Share prices opened the year by falling off a cliff, tumbling down more than 10% at one point in early February.
Then, just as suddenly, the major indices came storming back.
As of March 28, the Dow Jones Industrial Average and S&P 500 Index are hovering at the break-even point.
It’s as if the year is starting anew.
One positive for stocks has been a mini-rally in oil prices since early February.
The extended run of low energy prices is starting to slow the supply of oil supply growth, according to the International Energy Agency (IEA).
True, storage levels of oil are at record highs. But the decline in US oil production should start to push oil prices as high as $40-per-barrel, according to some analysts.
Ties That Bind
If so, that could be good news for stocks.

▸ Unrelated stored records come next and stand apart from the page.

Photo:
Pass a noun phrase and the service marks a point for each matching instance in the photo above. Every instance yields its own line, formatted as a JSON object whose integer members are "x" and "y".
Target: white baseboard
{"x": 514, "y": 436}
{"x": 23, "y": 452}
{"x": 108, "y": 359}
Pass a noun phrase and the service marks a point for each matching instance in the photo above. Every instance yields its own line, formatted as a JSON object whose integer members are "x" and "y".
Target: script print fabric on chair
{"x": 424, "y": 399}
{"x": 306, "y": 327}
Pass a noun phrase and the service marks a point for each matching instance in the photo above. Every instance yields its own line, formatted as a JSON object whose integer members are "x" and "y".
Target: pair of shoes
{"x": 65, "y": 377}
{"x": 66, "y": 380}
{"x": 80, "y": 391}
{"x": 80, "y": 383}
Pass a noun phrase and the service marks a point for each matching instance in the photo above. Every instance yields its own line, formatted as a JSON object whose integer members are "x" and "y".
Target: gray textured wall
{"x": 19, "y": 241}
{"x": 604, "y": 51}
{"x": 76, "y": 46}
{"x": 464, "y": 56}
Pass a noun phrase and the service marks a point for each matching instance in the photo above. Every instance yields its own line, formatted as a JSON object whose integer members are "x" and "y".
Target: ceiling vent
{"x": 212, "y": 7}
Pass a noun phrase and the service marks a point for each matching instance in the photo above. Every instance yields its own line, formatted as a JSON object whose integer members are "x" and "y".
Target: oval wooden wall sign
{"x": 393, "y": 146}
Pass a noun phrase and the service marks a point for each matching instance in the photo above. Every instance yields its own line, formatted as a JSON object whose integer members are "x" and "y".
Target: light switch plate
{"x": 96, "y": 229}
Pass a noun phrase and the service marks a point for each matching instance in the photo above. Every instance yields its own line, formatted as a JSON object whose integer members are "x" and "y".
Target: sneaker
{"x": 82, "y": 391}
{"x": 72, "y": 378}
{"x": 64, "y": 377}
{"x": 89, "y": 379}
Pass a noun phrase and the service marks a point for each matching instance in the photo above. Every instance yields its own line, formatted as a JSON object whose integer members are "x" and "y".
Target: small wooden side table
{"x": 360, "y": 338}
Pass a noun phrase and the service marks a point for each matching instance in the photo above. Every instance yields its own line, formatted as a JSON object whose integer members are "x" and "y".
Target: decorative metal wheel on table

The correlation between US share prices and oil has touched a multi-year peak, rising up to 0.6 (1.0 is perfect correlation), an analysis by Bespoke Investment Group shows.
One other remarkable feature of the first quarter market action has been the rebound in gold prices.
The gold bugs are back as stock market and currency instability have boosted demand for the precious metal, thought by some to be the safest repository of wealth.
Demand has been particularly strong in Southeast Asia where currencies are unstable. Chinese consumers are also pulling money out of stocks and buying gold.
The best one can say about the first quarter of 2016 is this: It’s over.
Stock market losses have all be erased as oil prices have stabilized.